On the server side, when all references to an object have been “dropped” (either because the clients explicitly dropped them or because they became disconnected), the object will be closed (in C++, the destructor is called; in GC’d languages, a close() method is called). This allows servers to easily allocate per-client resources without having to clean up on a timeout or risk leaking memory.

Security

Cap’n Proto interface references are capabilities. That is, they both designate an object to call and confer permission to call it. When a new object is created, only the creator is initially able to call it. When the object is passed over a network connection, the receiver gains permission to make calls – but no one else does. In fact, it is impossible for others to access the capability without consent of either the host or the receiver because the host only assigns it an ID specific to the connection over which it was sent.

Capability-based design patterns – which largely boil down to object-oriented design patterns – work great with Cap’n Proto. Such patterns tend to be much more adaptable than traditional ACL-based security, making it easy to keep security tight and avoid confused-deputy attacks while minimizing pain for legitimate users. That said, you can of course implement ACLs or any other pattern on top of capabilities.
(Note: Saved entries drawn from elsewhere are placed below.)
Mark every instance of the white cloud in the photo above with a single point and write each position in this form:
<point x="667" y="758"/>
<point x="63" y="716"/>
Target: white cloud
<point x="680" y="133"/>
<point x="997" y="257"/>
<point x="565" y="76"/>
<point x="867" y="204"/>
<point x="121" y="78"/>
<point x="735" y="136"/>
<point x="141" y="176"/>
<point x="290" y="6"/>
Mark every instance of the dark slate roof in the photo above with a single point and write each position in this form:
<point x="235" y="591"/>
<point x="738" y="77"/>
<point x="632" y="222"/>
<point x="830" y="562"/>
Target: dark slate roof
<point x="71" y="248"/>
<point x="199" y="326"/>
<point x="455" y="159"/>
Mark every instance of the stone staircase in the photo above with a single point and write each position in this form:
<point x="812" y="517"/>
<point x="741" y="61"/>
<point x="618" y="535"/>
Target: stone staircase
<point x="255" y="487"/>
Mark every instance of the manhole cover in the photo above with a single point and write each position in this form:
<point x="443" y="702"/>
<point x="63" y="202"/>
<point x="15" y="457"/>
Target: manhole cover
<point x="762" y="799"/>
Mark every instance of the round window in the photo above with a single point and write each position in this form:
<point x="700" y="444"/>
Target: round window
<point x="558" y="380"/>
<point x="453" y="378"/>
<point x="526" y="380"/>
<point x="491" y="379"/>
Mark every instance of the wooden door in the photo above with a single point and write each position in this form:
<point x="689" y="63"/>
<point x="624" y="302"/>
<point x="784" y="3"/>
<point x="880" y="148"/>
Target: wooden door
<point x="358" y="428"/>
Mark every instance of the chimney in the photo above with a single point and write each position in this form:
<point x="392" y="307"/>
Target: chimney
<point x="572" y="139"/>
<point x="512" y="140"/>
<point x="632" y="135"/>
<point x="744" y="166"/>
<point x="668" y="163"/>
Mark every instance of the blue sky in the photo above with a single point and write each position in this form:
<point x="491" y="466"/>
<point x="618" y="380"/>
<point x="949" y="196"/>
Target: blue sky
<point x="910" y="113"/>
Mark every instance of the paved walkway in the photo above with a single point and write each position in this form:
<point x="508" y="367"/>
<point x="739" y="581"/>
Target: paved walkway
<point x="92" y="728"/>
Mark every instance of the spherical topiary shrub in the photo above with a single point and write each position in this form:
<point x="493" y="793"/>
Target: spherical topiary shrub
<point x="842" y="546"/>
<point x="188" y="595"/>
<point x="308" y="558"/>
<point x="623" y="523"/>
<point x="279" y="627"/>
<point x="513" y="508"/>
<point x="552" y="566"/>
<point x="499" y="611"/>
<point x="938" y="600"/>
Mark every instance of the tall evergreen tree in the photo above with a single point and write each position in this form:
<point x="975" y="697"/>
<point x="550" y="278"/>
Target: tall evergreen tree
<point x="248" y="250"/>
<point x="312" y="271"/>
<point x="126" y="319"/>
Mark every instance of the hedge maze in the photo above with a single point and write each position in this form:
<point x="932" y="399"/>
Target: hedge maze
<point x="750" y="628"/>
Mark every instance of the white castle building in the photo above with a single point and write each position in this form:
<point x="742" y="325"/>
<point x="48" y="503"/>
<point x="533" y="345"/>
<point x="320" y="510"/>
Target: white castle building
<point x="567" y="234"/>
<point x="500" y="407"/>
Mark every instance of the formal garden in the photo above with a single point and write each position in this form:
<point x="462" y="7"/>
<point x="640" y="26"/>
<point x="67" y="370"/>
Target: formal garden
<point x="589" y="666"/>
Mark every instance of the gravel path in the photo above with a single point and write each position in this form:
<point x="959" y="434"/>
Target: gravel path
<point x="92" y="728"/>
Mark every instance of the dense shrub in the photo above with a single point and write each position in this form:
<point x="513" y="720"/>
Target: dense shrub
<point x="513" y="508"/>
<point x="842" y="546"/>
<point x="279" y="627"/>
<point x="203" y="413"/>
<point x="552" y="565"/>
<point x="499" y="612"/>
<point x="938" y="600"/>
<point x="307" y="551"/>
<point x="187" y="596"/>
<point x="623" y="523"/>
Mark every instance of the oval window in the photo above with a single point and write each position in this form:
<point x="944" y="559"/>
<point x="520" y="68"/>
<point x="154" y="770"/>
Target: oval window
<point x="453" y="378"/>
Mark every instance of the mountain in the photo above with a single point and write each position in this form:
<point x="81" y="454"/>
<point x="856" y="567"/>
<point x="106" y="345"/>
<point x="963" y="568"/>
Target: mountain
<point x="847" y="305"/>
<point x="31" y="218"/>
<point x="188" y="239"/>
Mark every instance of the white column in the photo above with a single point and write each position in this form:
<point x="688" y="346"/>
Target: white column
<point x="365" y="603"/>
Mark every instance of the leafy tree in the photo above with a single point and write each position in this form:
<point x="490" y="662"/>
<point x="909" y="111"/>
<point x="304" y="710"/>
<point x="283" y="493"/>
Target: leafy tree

For an extended discussion of what capabilities are and why they are often easier and more powerful than ACLs, see Mark Miller’s “An Ode to the Granovetter Diagram” and Capability Myths Demolished.

Protocol Features

Cap’n Proto’s RPC protocol has the following notable features. Since the protocol is complicated, the feature set has been divided into numbered “levels”, so that implementations may declare which features they have covered by advertising a level number.

Encryption

At this time, Cap’n Proto does not specify an encryption scheme, but as it is a simple byte stream protocol, it can easily be layered on top of SSL/TLS or other such protocols.

Specification

The Cap’n Proto RPC protocol is defined in terms of Cap’n Proto serialization schemas. The documentation is inline. See rpc.capnp.

Cap’n Proto’s RPC protocol is based heavily on CapTP, the distributed capability protocol used by the E programming language. Lots of useful material for understanding capabilities can be found at those links.

The protocol is complex, but the functionality it supports is conceptually simple. Just as TCP is a complex protocol that implements the simple concept of a byte stream, Cap’n Proto RPC is a complex protocol that implements the simple concept of objects with callable methods.